Bugs & Vulnerabilities
Unknown / unpatched
(BattleCars Exploit-Rocket League)
Buffer Overflow- [Current system software, Most recent version of application(SYSSW 2.57)/(Rocket League 1.03)]
First block all requests from:https://patch103-dot-psyonix-rl.appspot.com/
When you launch Rocket League it gets a stub file from: http://psyonix-rl-529970.c.cdn77.org/BC2/versions/103/config/BattleCars_Prod/client.bin
You can redirect that to load a huge file and/or a specifly crafted payload instead of the stub. If you use the proper file, it doesn't need to be that large, the example below is under 9mb.
Your file will be loaded into memory, when the file is large enough/a game is played and/or you wait enough time you can consistently cause a buffer overflow and the application will crash.

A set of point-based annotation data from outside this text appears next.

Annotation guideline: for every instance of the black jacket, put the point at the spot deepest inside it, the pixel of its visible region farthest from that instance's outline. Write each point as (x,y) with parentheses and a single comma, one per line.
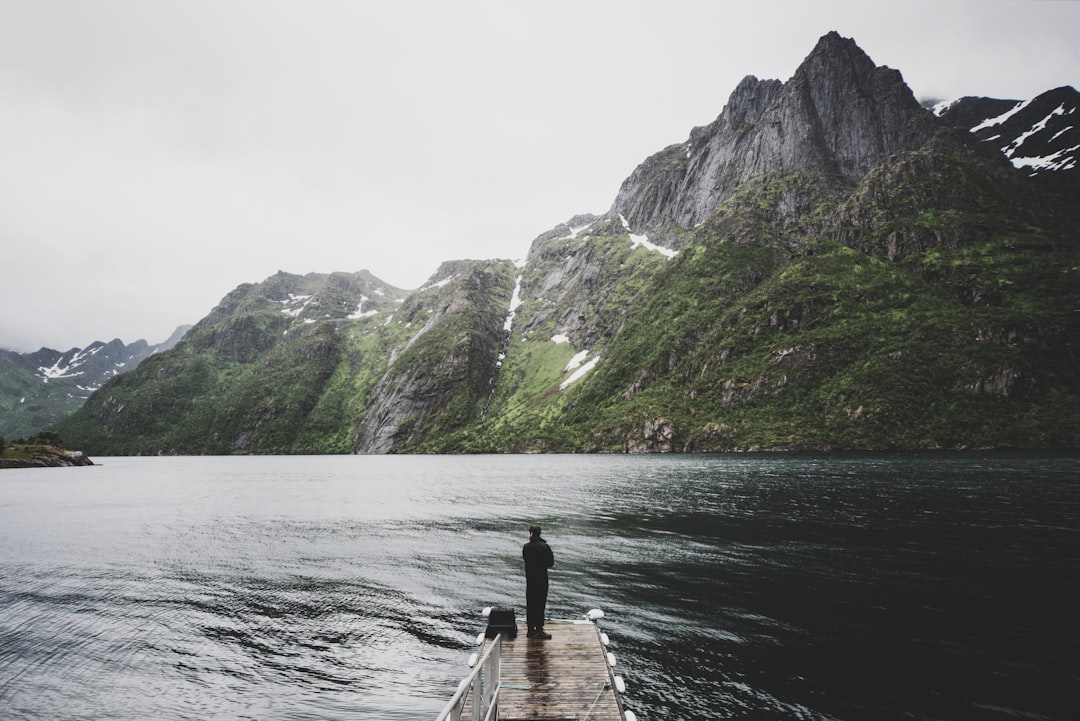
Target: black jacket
(538,557)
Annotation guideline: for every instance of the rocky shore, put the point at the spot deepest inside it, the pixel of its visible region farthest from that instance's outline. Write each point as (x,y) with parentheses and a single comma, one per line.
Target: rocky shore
(45,457)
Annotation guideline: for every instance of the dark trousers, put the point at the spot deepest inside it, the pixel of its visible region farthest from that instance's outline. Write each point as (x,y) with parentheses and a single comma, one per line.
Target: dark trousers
(536,600)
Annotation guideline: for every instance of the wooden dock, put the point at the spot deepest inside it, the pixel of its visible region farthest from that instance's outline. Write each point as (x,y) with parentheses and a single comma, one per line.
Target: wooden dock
(568,676)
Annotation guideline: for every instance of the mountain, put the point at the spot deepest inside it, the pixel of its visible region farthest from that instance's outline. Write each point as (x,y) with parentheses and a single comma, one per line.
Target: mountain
(1040,136)
(826,266)
(39,389)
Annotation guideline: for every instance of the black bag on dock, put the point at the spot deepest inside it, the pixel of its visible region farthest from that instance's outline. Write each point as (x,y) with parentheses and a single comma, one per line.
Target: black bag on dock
(501,621)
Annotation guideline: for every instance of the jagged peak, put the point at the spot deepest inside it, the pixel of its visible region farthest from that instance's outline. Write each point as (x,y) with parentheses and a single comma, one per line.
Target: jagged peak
(838,114)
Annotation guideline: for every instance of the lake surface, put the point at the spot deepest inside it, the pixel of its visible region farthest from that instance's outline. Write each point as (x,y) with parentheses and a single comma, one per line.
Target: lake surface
(905,586)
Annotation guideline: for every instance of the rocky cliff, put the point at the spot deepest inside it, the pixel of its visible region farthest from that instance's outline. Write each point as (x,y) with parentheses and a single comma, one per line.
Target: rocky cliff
(827,266)
(40,389)
(839,116)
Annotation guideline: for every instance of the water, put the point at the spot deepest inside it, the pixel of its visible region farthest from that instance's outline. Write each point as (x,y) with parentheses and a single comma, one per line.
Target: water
(916,586)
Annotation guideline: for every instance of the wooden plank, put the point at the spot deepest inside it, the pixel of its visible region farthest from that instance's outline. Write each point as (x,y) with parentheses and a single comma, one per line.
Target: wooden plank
(565,677)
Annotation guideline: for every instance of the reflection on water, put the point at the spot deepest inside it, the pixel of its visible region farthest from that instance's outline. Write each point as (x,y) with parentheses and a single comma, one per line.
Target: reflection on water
(349,587)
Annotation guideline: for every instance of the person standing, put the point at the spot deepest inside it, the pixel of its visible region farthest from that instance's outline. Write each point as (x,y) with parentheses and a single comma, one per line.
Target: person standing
(538,558)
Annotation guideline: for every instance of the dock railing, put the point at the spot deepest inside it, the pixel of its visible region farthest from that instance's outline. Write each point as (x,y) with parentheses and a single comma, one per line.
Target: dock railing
(484,682)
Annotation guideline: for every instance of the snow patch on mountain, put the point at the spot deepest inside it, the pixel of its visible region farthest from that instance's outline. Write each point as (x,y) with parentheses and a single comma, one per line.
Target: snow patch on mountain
(642,240)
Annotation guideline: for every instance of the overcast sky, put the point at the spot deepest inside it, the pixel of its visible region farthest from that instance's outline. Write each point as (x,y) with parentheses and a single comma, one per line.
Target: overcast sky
(156,154)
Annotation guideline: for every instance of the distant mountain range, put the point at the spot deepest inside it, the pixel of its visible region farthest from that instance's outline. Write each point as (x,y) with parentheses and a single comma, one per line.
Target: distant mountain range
(828,264)
(40,389)
(1038,136)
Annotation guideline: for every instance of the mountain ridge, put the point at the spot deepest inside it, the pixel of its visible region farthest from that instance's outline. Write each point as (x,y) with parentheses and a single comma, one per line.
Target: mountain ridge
(828,266)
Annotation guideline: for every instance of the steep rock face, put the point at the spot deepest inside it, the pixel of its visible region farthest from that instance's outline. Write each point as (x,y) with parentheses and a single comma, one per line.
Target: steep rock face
(838,113)
(437,381)
(40,389)
(1040,136)
(251,377)
(826,266)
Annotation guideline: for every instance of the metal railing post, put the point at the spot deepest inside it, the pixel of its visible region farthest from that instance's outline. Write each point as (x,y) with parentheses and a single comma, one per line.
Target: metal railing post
(482,685)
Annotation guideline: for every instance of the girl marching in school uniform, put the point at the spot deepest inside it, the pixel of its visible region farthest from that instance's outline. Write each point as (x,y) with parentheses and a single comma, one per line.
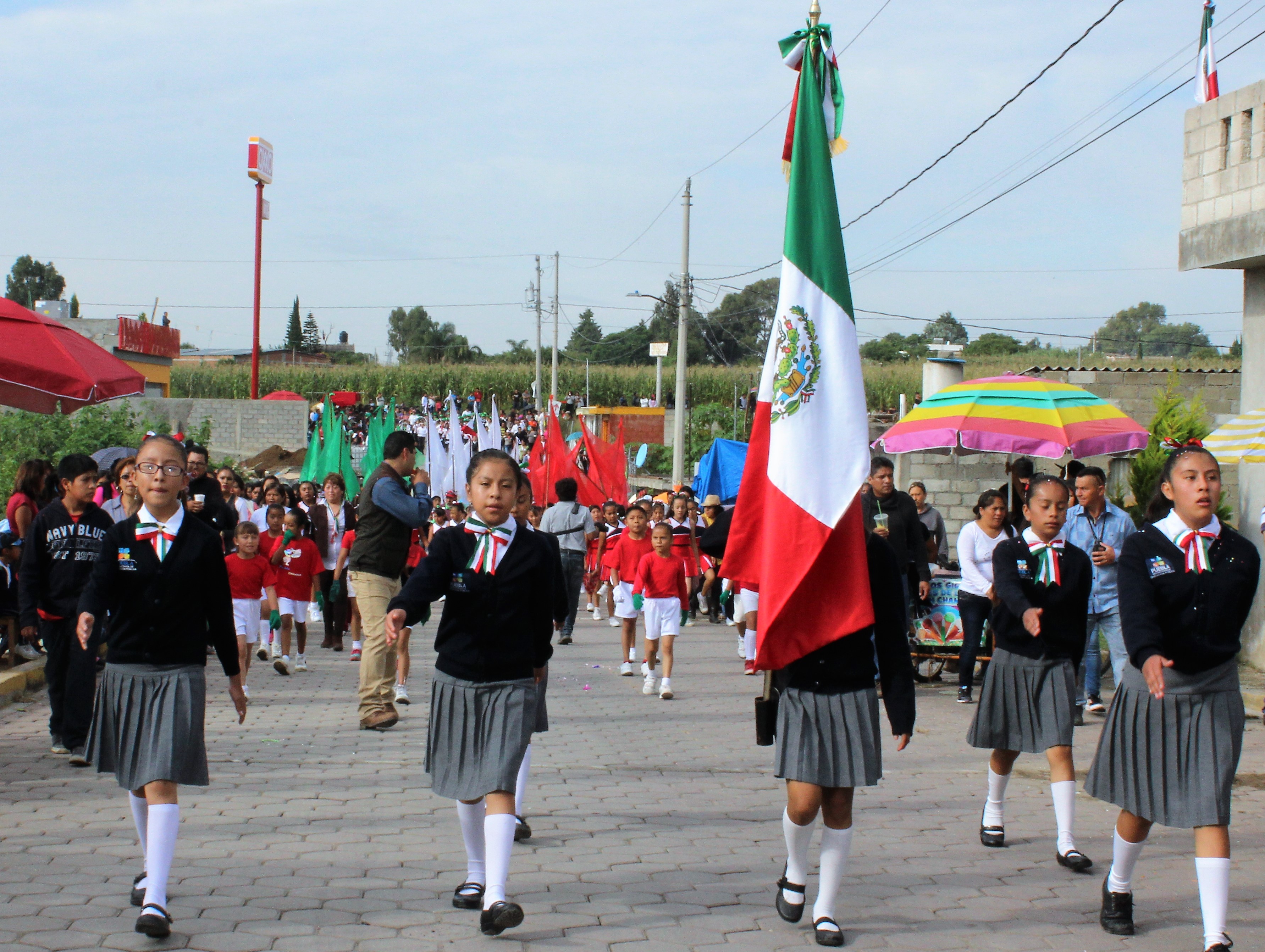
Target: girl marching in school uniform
(1028,703)
(661,591)
(828,739)
(161,578)
(491,648)
(1173,735)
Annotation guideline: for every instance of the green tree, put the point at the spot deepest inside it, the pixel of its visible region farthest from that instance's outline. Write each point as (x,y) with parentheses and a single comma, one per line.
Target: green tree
(994,346)
(29,281)
(895,348)
(947,328)
(585,337)
(294,330)
(1144,330)
(738,329)
(419,339)
(312,334)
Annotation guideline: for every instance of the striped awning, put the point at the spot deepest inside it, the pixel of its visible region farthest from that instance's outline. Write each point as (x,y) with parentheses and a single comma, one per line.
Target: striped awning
(1242,440)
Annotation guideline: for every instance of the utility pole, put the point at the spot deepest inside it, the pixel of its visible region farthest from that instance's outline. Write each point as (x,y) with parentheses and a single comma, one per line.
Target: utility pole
(537,395)
(553,377)
(679,416)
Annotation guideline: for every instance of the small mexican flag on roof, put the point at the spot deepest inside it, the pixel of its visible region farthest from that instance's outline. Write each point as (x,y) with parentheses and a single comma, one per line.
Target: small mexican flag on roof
(797,529)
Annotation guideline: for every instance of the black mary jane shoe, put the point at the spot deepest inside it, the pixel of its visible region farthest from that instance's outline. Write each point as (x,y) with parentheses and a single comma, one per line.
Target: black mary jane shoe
(155,926)
(521,831)
(138,893)
(828,937)
(500,917)
(1117,912)
(1075,860)
(790,912)
(469,896)
(991,836)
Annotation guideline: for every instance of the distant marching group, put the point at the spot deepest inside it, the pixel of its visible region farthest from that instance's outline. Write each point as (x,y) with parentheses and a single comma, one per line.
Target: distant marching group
(151,579)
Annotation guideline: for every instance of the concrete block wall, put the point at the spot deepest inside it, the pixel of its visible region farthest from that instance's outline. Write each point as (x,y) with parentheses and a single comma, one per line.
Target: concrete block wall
(239,428)
(956,482)
(1224,161)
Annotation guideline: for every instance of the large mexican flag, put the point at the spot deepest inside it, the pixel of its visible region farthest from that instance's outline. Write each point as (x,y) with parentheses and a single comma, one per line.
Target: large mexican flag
(797,528)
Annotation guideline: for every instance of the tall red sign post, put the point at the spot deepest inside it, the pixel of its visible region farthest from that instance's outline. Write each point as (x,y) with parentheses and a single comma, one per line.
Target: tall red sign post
(260,169)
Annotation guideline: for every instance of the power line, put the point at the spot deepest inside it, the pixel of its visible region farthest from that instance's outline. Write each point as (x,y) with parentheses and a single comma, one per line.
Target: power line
(992,117)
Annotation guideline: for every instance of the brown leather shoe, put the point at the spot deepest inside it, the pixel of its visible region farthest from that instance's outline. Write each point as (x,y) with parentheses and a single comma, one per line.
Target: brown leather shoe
(381,721)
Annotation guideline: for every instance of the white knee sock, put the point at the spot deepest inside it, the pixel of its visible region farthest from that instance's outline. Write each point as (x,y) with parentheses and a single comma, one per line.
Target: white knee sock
(161,830)
(1214,873)
(141,817)
(995,807)
(1064,795)
(835,845)
(524,769)
(471,816)
(499,837)
(1124,859)
(797,855)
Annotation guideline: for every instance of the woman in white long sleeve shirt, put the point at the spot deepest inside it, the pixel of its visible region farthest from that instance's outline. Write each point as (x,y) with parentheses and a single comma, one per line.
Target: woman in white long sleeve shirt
(976,544)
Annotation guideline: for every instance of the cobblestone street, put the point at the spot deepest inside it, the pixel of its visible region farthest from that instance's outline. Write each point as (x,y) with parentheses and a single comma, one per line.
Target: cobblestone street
(657,827)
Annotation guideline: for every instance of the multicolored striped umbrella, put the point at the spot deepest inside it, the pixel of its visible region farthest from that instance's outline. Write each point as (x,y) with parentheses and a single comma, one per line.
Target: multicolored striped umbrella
(1242,440)
(1015,414)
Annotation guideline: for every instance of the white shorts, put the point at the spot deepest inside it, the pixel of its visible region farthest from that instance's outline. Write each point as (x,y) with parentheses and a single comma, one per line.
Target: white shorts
(246,619)
(299,610)
(625,610)
(662,617)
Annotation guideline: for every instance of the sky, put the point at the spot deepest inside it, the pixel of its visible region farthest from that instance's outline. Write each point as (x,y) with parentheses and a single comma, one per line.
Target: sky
(427,152)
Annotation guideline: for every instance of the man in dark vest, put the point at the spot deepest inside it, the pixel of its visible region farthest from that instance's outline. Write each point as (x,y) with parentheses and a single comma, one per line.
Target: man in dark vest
(395,500)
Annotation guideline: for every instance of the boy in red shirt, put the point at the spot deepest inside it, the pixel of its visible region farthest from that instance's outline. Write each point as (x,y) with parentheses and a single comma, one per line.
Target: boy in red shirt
(661,590)
(622,561)
(250,577)
(299,566)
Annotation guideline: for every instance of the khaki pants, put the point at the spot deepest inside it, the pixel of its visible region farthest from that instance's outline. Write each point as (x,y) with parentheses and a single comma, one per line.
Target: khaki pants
(377,661)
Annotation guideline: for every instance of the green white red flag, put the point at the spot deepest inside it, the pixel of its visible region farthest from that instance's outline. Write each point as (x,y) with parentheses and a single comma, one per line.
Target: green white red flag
(797,529)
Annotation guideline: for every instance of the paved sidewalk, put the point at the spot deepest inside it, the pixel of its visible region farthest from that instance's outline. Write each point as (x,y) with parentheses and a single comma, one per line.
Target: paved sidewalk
(657,827)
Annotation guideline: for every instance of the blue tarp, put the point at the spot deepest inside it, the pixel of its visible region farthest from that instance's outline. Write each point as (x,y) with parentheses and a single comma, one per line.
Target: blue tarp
(720,471)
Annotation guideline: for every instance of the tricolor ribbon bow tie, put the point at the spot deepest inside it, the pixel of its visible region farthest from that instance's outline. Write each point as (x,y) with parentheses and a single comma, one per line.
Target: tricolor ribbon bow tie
(1046,561)
(490,540)
(1197,547)
(157,535)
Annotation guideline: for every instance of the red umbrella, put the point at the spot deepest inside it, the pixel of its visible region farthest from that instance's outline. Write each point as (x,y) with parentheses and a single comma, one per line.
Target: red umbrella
(44,362)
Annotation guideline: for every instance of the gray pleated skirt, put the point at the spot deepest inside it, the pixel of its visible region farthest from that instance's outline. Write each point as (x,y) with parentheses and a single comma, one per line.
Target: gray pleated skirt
(477,735)
(829,740)
(149,724)
(1172,762)
(1026,705)
(542,724)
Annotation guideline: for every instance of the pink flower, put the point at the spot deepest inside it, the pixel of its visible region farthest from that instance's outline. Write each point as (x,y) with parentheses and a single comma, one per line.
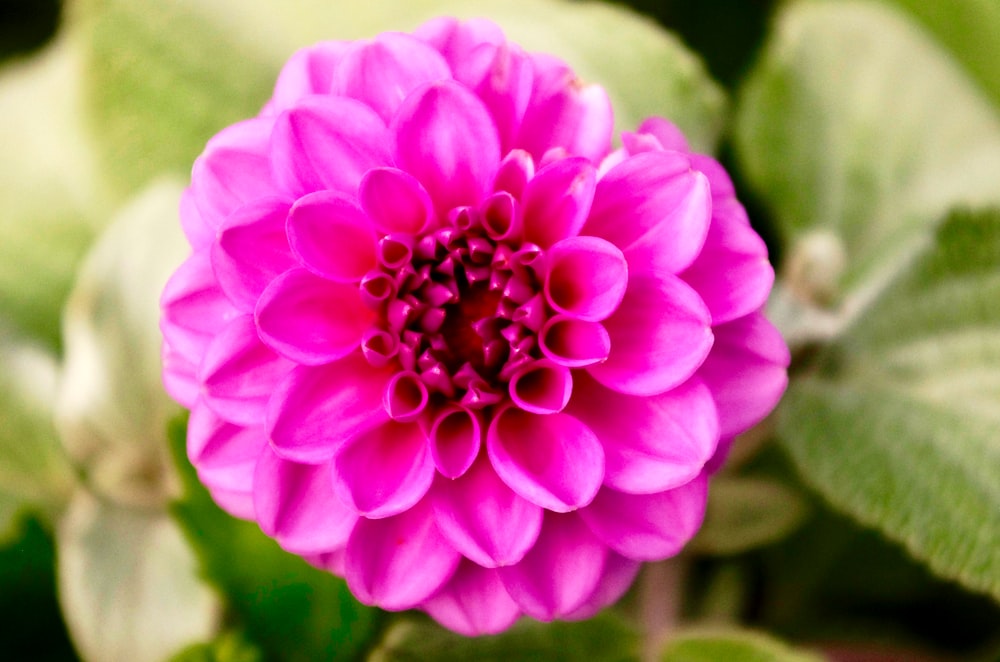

Depending on how you craft your payload, you may or may not have to do any of that get it working. There are no checks performed at all on file size, content, ect.
Staying on the start screen for long enough can also trigger it. If your payload isn't created properly it will take much longer to execute.
If you are having problems getting this working, you can use the example file, causing an almost instant buffer overflow upon launch of the application.
If your payload is crafted properly, you should be able to get it working withing 10-20 seconds of launching the application . A carefully crafted file may be able to exploit this or similar issues to gain code execution, among other things. It may also be possible to alter gameplay via similar methods.
No payload will be provided at the moment because this is very experimental.
Vidnow (TCP Buffer Overflow)
When you launch Vidnow for the first time it gets http://sceecatalogs.vidzone.tv/386/vidzone_386_US.db.psarc. This file is 5mb. This file loads into a 60k tcp buffer. No checks are done at all on the files size/hash/contents. Therefore, it is possible to redirect Vidnow to load a substitute file. When vidnow is redirected to load a large enough file the TCP Window buffer is overrun,somewhere between byte 34,125,000 and 35,000,000 of the substitute file. Despite the buffer overflow and crash, the substitute data is still transmitted and the application only throws the exception when another tcp packet is sent. As a result, the application crashes and the console locks up for a minute. Directly before the console resumes normal operations after the crash, an unusually large number of tcp (RST) packets are sent. While no exploit that makes use of this crash is currently available, a carefully crafted file may be able to exploit this or similar issues to gain code execution, among other things.
17:17:39.899984000 Request 17:17:40.000655000 Request 17:17:40 (System locks up) Crash 17:17:44.957274000 Response 17:17:48.500481000 Response 17:17:48.500567000 Response 17:17:50.356427000 (System no longer locked up) Console Regains Control (74 byte packet sent) 17:17:50.357555000 Contacts Crashlog Server/System Operation Resumes
For some reason the system fails to perform any checks/verify certain sys library's before installing them. This allows you to replace those library files with your own binary. The system will install your packaged binary to the HDD as if it were a regular update. In order to run this binary, you need to meet all the requirements listed below.
Running your own code in sandbox requires 4 things:
1.Disabling SHA-1 Checksums ✔ useSha1Checksums = "false" OR -Change SHA-1 checksums to match modified pkg
2.Generate a valid signature/disable or bypass signature authentication ✖ Hash of container + Magic Number form signature -Hash can be computed from modified files -Magic Number = ???
3.Repacking Containers ✔ Lib pkg not signed or encrypted. You can modify everything as long as you don't change the structure.
4.Crafting proper binary ✔ Binary files in sandbox aren't signed or encrypted. If you use the proper version of the compiler (Get the ver info from the original binarys) you can craft a binary that's accepted as valid.
Assuming you can get code running disabling sandboxing is trivial.